September 2010 Issue
August 22, 2010

SRPs lead by positive examples

Author: Bernie Mulligan
Source: NYSUT United
Caption: One of the offerings at the health fair the Newburgh SRP local offers is an interactive science presentation about why fruit floats. Photo by Michael Weisbrot.

When local unions strengthen their ties with communities, everyone gains. The local establishes a visible presence, taxpayers gain a better understanding about the quality of education employees, and students, parents and educators get to know each other better.

School-Related Professionals take particular pride in their community role. In Newburgh, teaching assistants sponsored their second annual "starting healthy and staying healthy" fair at a city park. They developed this local outreach project as members of NYSUT's Local Action Project.

Their goal is to "educate parents and students about the health and education issues facing our community," said local leader Joni Mongelli.

In Ballston Spa, Saratoga County, the teaching assistants association, led by Kate Wanerka, sponsored its third annual chicken barbecue. The event funds two annual scholarships for graduating seniors. Since all of the members live in the district, "it makes us happy that we are helping students — some whom we've known since they started school — continue on with their education," Wanerka said.

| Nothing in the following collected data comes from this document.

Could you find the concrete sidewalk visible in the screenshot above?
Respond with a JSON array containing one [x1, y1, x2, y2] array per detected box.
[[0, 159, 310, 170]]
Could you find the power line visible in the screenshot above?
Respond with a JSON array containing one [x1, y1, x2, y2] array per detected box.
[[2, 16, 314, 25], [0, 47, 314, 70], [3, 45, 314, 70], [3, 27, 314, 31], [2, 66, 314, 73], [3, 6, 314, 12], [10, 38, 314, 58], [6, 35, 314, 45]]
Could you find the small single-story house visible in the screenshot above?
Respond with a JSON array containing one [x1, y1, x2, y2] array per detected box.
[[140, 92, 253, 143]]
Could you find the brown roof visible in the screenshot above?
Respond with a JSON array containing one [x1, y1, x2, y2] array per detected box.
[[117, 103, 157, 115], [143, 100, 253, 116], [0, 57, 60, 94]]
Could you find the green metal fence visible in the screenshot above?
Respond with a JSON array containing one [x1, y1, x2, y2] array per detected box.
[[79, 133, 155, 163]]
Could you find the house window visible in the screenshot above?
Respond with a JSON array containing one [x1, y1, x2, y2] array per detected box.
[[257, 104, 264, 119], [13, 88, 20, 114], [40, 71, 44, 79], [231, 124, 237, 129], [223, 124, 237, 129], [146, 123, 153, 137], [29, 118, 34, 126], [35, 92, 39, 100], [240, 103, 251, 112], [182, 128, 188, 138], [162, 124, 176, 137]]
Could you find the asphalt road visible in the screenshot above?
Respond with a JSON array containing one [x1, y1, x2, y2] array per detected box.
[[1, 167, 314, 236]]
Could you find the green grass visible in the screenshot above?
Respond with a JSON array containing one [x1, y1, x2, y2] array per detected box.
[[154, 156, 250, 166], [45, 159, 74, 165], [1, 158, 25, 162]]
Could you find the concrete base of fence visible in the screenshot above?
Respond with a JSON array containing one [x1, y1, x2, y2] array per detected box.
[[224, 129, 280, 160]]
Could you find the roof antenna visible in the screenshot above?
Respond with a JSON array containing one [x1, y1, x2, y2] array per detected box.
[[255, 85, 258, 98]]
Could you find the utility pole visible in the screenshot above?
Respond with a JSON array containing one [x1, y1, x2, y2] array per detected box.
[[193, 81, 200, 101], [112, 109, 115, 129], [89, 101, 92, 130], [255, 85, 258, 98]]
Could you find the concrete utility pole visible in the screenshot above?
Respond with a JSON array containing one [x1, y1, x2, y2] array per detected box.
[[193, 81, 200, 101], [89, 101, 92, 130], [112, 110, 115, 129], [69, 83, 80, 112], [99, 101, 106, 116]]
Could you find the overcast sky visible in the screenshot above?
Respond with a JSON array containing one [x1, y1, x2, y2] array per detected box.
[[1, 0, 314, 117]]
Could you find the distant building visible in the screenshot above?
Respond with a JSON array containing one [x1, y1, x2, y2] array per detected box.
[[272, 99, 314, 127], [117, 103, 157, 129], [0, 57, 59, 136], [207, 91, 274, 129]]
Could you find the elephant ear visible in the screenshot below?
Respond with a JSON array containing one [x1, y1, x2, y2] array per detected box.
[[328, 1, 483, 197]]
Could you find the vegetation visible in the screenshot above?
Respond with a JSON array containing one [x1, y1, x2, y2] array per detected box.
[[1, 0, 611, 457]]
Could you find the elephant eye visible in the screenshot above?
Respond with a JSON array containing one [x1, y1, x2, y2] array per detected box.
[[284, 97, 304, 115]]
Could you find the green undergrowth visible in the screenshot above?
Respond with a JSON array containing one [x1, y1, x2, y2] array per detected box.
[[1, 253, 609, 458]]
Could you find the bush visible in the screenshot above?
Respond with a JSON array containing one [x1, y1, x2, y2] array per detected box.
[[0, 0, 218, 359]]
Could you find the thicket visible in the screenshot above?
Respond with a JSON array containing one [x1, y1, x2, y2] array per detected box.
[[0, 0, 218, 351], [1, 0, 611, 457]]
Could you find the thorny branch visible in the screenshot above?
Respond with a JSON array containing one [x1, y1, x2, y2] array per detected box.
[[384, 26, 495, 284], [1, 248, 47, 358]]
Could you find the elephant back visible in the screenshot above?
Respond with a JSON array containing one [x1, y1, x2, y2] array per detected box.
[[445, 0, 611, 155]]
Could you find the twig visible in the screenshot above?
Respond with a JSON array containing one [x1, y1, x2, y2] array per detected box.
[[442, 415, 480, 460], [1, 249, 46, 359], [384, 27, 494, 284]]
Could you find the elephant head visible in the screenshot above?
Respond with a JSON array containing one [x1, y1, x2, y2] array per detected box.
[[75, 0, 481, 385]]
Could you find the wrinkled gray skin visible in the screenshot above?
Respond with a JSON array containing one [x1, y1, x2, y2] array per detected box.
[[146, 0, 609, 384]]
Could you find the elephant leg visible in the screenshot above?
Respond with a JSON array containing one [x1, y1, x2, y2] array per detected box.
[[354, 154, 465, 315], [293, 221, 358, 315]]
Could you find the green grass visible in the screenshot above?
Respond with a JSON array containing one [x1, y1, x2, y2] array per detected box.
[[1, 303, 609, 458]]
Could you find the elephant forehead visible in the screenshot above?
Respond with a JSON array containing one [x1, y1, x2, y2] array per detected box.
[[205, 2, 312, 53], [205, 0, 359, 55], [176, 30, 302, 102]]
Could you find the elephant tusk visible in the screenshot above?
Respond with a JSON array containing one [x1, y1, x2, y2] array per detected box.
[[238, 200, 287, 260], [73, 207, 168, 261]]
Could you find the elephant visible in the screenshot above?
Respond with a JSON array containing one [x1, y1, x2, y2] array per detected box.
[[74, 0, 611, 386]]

A NYSUT health program was a catalyst for a health fair at Chippewa Elementary in Suffolk County's Sachem school district. "It was an event to bring health and safety awareness to students, staff and community, and involved events and curriculum leading up to the fair," said SRP leader Cathy Rienth.

The popular "24/7 Let's Go!" program was developed by NYSUT's Health Care Professionals Council to help educators, school nurses and other health care professionals address the obesity epidemic among children.

"We are committed to tackling this issue," said NYSUT Vice President Kathleen Donahue. "We want the next generation to avoid the threats of disease that are associated with obesity."